13. Undisputedly, Jeeto daughter of Faqir Chand, complainant was married with the appellant about 5-6 years ago before the present occurrence. Appellant had two issues, namely, Ankit aged about 3 years and Harpal aged about 2 1/2 months, from this wedlock. Jeeto had died in the month of December 2000. After the death of Jeeto, both the sons were in the custody of the appellant. According to the prosecution story, Harpal Singh deceased aged about 2 1/2 months was murdered by the appellant and his dead body was buried in the sugarcane fields. Later on as per disclosure statement appellant got recovered dead body from the specified place, whereas defence version of the appellant is that death of the child was due to illness. Dead body was buried in the presence of number of persons publicly. Death was natural. Faqir Chand was inimical towards him and due to this reason, he was falsely implicated in this case.

14. It was a blind murder. No direct evidence on the file to connect the appellant with the crime. Appellant had not made extra judicial confession before anyone. No evidence of last seen. Only one circumstance to connect the appellant with the crime is recovery of dead body. Post mortem examination of the dead body was conducted on 29.2.2001 at 10:00 a.m. 5 cm x 2 1/2 cm pinkish contusion was noticed on the neck on the anterior aspect present just above the thyroid bone. In examination-in-chief, Doctor stated that rigor mortis was absent in all the four limbs and neck. No other mark or injury was noticed except stated above. In cross- examination, doctor admitted that rigor mortis starts to appear on the body after six hours and remains up to 36 hours. Post mortem examination was conducted at 10:00 a.m and at that time, rigor mortis should have been present and not absent. That means the Doctor is not clear about the probable time of death. In examinationin-chief, doctor stated that probable time that elapsed between injuries and death was immediate and between death and post mortem examination was within seven days. Doctor purposely reported that probable time that elapsed between death and post mortem examination was within seven days because post mortem examination was on 29.1.2001 and according to the disclosure statement dated 28.1.2001 boy was murdered about 3-4 days ago i.e. on 24 or 25.1.2001.

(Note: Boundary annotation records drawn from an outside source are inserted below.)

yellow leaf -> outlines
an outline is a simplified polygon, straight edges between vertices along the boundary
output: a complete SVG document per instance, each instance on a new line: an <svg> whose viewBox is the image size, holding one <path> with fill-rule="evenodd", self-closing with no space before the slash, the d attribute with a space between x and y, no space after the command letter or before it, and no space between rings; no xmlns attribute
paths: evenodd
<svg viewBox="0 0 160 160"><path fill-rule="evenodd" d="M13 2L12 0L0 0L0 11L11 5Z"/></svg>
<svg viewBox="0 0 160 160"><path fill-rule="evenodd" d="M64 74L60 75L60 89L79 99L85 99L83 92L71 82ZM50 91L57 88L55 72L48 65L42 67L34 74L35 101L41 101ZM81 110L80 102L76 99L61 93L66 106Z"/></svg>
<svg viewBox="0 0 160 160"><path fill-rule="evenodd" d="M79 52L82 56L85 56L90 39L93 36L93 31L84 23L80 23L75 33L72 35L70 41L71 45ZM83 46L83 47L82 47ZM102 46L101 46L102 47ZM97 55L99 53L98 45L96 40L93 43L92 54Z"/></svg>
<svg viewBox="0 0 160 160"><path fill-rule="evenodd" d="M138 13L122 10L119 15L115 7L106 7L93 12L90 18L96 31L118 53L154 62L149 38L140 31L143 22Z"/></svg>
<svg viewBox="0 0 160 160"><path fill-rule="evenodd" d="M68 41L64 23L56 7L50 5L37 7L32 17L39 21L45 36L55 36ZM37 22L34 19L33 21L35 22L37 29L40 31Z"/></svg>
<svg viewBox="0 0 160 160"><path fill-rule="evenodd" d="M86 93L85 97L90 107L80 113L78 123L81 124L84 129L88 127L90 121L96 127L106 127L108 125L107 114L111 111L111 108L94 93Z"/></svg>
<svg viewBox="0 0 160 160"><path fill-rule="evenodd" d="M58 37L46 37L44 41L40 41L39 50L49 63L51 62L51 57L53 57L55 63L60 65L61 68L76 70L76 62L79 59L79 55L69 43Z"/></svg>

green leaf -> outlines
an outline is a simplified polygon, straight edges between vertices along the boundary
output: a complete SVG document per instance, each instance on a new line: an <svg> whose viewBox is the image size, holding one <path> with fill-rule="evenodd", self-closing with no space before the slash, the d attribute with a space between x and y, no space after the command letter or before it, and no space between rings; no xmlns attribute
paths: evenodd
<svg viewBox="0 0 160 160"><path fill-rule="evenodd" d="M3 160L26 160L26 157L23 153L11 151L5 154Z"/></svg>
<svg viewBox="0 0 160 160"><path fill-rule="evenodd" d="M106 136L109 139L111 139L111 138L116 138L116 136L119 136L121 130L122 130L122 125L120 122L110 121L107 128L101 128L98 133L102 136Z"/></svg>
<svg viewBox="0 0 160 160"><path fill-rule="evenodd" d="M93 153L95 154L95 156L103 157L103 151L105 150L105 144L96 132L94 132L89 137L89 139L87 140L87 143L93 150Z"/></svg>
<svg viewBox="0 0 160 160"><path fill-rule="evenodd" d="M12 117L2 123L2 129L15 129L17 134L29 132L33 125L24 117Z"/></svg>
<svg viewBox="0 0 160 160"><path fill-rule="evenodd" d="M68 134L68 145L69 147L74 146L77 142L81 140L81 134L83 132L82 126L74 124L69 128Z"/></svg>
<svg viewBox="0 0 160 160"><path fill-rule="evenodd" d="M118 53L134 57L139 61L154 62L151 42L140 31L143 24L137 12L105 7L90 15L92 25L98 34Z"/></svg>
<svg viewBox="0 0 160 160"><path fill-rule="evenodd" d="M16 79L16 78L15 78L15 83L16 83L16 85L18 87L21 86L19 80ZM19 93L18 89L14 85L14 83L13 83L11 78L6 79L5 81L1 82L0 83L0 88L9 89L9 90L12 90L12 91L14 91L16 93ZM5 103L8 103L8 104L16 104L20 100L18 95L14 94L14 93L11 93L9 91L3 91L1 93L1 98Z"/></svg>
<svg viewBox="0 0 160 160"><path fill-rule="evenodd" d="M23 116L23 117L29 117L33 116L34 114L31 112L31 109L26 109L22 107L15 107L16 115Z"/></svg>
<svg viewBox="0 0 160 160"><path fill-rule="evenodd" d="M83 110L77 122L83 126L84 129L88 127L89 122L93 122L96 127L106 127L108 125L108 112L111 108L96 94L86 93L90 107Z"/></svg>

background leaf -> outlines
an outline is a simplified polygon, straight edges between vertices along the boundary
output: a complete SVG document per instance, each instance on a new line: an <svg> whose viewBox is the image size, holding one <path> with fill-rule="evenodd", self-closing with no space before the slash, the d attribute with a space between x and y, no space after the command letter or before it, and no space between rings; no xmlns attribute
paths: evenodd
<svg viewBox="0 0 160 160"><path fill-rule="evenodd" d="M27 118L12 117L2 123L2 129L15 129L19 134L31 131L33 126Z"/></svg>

15. After the registration of FIR, appellant was arrested but it is not clear from where the appellant was arrested. Investigating Officer simply stated that after recording the FIR on 27.1.2001, effort was made to arrest the appellant but has not stated a word whether the appellant was available or not, then stated that on 28.1.2001, appellant was arrested. Evidence not clear whether the appellant was produced by somebody in the police station or the police party headed by the Investigating Officer was in the area of Chhachhrauli. After the arrest of the appellant, he was interrogated then he had suffered disclosure statement Ex.PF dated 28.1.2001 in the presence of Suresh Pal and Smt. Maya Devi, wife of Ram Chand. Disclosure statement is to the effect that he had gagged the mouth of his son, Harpal aged about 2 1/2 months and killed him by throttling with his thumb and after having wrapped his dead body in the towel buried him about 3-4 days ago. Story is that in pursuance of the disclosure statement, dead body was got recovered. Disclosure statement was signed by Maya Devi and Suresh Pal and not by SDM. Maya Devi was not examined. Suresh Pal appeared as PW-6, but he did not support the prosecution story. Suresh Pal stated that he was summoned to the police station where dead body was shown to him and his signatures were obtained on the blank papers. Except the statement of Suresh Pal, no other evidence that the petitioner had made disclosure statement before the Investigating officer.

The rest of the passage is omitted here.